Cornish seems to understand this and so his film does its damnedest to humanise and explain the actions of its youthful heroes over the next hour. The mugging is even confronted directly when they are forced into an alliance with their victim and her righteous accusatory anger demands some sort of explanation. That this is never satisfactorily given is down to the nature of the film. This is a sci-fi thriller which owes a big debt to the early work of John Carpenter (it begins with a shot of an object falling from the stars towards earth ala Carpenter's The Thing or John McTiernan's Predator), meaning it moves quickly, aiming for tautness and narrative economy. The few baggier passages are the comic scenes - mainly involving Luke Treadaway's middle class drug dealer - which leaves little room for character development. Cornish gives his ghetto heroes a few slightly political bits of dialogue - they wonder if the government created the aliens to "kill black boys" just like they did with drugs, and one wonders why the Mugging victims boyfriend does charity work with children in Ghana instead of in London - but generally they are too busy fleeing and fighting to become fully realised figures, despite a Quick montage of their home lives. In a film about young minority lower class youth written and directed by a Middle Class White forty something media professional, I found that quite problemmatic.

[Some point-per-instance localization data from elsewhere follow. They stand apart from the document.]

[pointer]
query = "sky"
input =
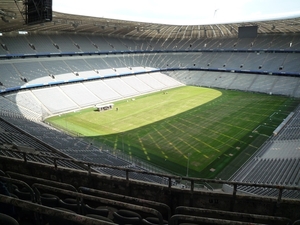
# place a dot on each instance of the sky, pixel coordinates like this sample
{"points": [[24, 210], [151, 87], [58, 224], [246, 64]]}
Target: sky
{"points": [[183, 12]]}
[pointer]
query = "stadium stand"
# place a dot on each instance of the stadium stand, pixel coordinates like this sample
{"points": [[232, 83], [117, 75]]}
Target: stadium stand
{"points": [[51, 73]]}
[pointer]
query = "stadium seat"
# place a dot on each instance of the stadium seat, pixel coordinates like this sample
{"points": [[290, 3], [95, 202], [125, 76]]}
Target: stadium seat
{"points": [[7, 220], [123, 217]]}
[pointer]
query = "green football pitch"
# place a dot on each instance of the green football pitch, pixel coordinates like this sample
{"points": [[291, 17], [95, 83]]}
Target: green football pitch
{"points": [[192, 131]]}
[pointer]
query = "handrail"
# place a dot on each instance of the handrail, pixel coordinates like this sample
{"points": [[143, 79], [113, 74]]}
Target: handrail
{"points": [[185, 210], [103, 201], [235, 184], [124, 197], [41, 180], [79, 219], [175, 218]]}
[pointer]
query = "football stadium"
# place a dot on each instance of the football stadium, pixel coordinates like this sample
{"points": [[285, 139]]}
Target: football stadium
{"points": [[114, 121]]}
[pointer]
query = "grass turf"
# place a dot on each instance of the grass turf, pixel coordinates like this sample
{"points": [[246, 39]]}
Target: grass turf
{"points": [[201, 129]]}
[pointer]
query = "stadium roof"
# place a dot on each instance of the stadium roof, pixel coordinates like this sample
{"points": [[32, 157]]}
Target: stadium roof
{"points": [[12, 21]]}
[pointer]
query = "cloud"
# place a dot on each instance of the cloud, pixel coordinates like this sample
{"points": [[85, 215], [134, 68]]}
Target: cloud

But that's not what Attack the Block is really about. Really it's about genre thrills, and it delivers those efficiently, on it's modest scale, with a few exciting and scary sequences. It utilises its tower block location with imagination and wit, rattles along for the most part, has some solid laughs amidst the gore, and feels quite original in its high concept mix of sci-fi, horror, comedy, gang drama and action film. It also contains a nice Basement Jaxx score, which Cornish uses well.